Par ailleurs, nonobstant les facteurs qui poussent tendanciellement à la hausse les dépenses de frais de justice -augmentation du contentieux, multiplication des dispositions normatives impliquant des frais de justice, recours accru à la preuve scientifique, nouveaux droits ouverts aux victimes- tous les efforts doivent être entrepris pour mieux maîtriser l'évolution de cette dépense et réaliser des économies, dans le respect de la liberté de prescription des magistrats et surtout des OPJ, principaux prescripteurs des frais de justice.
Dès 2011, nous avons d'ailleurs obtenu des résultats encourageants en ce sens. La passation de marchés nationaux pour les analyses génétiques a ainsi permis de faire près de 2 millions d'euros d'économies. Il faut maintenant s'attaquer à la question de la tarification des frais de justice. Ainsi que le relève le rapport des inspections, il convient de diminuer certains tarifs, notamment les frais de réquisition des opérateurs téléphoniques, sachant que d'autres devront au contraire être revalorisés, en particulier les expertises psychiatriques.
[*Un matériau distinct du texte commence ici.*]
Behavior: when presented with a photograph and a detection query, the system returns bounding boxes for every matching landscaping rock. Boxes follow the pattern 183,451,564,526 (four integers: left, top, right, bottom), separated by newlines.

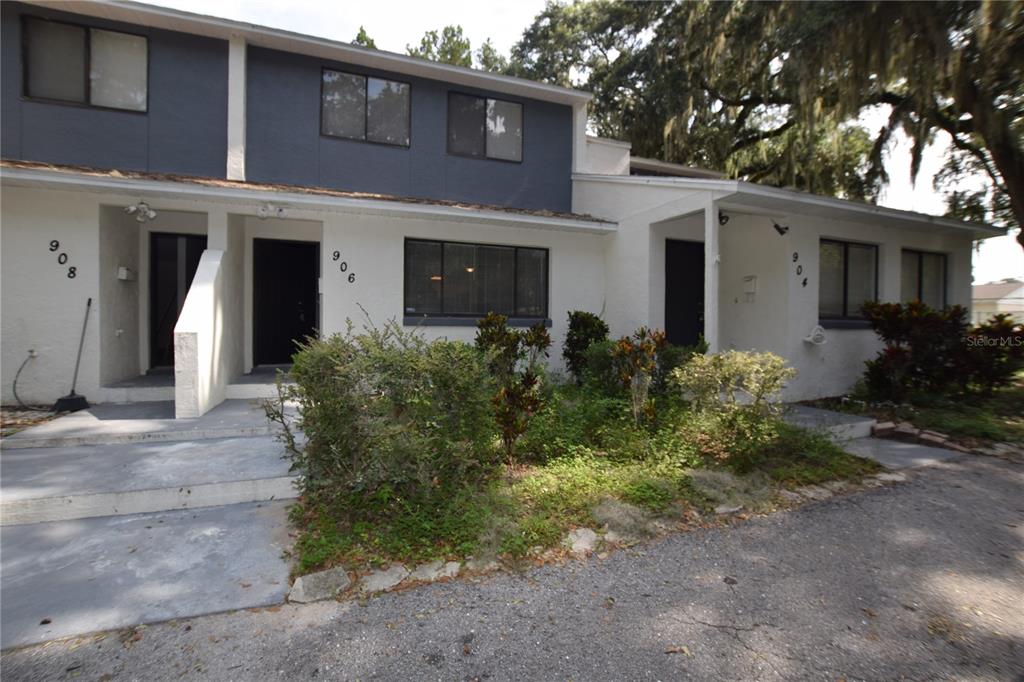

778,491,804,505
564,528,597,557
891,422,921,442
797,485,831,500
590,498,647,538
359,563,409,594
409,559,460,582
288,567,350,604
871,422,896,438
466,557,502,573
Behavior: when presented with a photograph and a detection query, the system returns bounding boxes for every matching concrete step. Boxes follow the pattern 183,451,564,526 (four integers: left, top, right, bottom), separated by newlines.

0,502,290,649
784,404,877,440
0,399,284,450
0,436,297,525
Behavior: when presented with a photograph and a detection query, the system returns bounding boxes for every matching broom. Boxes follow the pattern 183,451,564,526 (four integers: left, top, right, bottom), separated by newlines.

53,297,92,412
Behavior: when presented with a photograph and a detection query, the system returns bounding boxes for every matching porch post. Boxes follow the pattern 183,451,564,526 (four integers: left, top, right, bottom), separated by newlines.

703,196,720,353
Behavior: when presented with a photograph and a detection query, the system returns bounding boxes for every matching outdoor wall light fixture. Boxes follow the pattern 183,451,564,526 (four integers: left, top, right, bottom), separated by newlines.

256,202,288,220
125,201,157,222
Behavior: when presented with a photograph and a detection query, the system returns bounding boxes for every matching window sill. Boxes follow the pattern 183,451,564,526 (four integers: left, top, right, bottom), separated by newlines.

401,315,551,328
818,317,871,329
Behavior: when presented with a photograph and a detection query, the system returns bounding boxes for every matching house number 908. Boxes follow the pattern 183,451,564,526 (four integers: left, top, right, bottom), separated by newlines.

331,251,355,284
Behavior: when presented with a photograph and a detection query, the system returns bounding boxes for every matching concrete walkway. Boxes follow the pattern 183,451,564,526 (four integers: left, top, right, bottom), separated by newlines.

2,400,282,450
0,450,1024,682
0,400,297,647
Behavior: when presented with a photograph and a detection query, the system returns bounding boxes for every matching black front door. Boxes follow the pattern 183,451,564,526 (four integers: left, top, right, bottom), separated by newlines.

665,240,703,346
253,240,319,365
150,232,206,369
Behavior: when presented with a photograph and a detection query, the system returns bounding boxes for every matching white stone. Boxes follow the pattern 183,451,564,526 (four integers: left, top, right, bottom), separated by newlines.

564,528,597,556
288,567,350,604
359,563,409,593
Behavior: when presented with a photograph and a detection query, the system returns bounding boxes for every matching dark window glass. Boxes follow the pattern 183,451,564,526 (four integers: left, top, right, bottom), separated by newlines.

515,249,548,317
23,17,150,112
25,18,86,103
321,69,367,139
818,240,879,318
449,92,486,157
487,99,522,161
404,240,548,317
406,241,441,315
367,78,409,146
900,249,946,309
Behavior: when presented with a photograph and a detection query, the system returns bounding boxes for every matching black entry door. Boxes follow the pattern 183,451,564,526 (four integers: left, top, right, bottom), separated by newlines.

665,240,703,346
253,240,319,365
150,232,206,369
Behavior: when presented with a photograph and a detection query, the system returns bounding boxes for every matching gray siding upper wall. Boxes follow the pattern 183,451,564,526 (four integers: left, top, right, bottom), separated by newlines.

0,2,227,177
246,46,572,211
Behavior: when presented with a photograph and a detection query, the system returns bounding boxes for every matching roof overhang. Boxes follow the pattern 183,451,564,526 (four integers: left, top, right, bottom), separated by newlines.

25,0,593,106
0,166,617,235
572,174,1007,239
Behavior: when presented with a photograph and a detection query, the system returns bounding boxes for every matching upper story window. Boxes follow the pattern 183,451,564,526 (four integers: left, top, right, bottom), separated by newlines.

900,249,946,310
404,240,548,318
818,240,879,319
447,92,522,162
321,69,410,146
22,16,148,112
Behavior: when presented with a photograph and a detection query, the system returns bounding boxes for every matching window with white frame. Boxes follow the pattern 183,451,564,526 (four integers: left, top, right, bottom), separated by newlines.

321,69,411,146
22,16,150,112
404,239,548,319
818,240,879,319
900,249,946,310
447,92,522,162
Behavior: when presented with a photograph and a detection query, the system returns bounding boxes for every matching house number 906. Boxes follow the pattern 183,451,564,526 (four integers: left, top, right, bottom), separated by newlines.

331,251,355,284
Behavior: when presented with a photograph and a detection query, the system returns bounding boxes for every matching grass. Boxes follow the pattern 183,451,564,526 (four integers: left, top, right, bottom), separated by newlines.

293,411,878,573
814,374,1024,445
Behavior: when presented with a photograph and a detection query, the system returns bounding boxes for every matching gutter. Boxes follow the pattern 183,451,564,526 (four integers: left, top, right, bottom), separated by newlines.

0,167,618,235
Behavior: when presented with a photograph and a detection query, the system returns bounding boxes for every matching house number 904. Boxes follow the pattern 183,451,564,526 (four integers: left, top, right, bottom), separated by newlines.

331,251,355,284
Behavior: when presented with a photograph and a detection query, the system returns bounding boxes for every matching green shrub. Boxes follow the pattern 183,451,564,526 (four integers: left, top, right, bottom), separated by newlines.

562,310,608,384
671,350,797,415
476,312,551,464
265,322,495,498
862,301,1024,402
611,327,666,425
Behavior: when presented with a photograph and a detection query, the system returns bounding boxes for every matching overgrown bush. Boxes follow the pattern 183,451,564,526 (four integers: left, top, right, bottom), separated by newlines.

862,301,1024,402
476,312,551,464
611,327,666,425
265,322,495,498
562,310,608,384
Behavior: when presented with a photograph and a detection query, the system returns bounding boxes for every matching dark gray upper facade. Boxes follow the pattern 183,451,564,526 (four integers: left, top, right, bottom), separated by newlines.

246,47,572,211
0,2,227,177
0,2,572,211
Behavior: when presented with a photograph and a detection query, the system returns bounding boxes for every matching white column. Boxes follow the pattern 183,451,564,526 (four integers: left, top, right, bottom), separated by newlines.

705,197,720,353
227,38,246,180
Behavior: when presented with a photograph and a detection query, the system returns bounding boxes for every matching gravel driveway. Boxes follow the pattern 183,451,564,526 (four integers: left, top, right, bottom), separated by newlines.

2,450,1024,680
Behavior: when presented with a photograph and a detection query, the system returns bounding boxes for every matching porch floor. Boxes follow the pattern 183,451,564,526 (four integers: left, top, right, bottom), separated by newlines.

3,399,273,450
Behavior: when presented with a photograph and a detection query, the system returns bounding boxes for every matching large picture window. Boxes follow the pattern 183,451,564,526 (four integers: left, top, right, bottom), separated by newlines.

321,69,410,146
22,16,148,112
818,240,879,319
900,249,946,310
404,240,548,319
447,92,522,162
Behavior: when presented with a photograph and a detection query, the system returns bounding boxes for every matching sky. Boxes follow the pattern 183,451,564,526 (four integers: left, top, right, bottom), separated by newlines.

143,0,1024,283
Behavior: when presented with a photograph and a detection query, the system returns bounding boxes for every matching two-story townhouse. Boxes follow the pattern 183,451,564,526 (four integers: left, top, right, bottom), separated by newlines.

0,1,999,417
Beaucoup reste à faire aussi pour appliquer aux frais de justice les méthodes destinées à professionnaliser l'achat public. Je pense à la définition de cahiers des charges par type de prestation, à des dispositifs d'information systématique des fournisseurs et des prescripteurs pour favoriser l'alignement sur les meilleures performances, à une veille centralisée sur les fournisseurs. Ce chantier est résolument engagé aujourd'hui.
Sur les pratiques d'achat en général, un plan ministériel est par ailleurs en cours de mise en oeuvre. Il aura permis 11 millions d'euros d'économies en 2011 et doit encore monter fortement en puissance. L'objectif est d'atteindre 100 millions d'euros d'économies en masse sur l'ensemble de la période 2010-2013. Ce sont autant de marges de manoeuvre qu'il sera possible de mobiliser, notamment pour les juridictions qui ont vu globalement leurs crédits de fonctionnement se stabiliser ces deux dernières années, hors crédits exceptionnels dédiés à la réforme de la carte judiciaire.
Voici, Mesdames et Messieurs les Sénateurs, Monsieur le Président, l'état dans lequel se présente le projet de budget que j'ai l'honneur de défendre devant vous.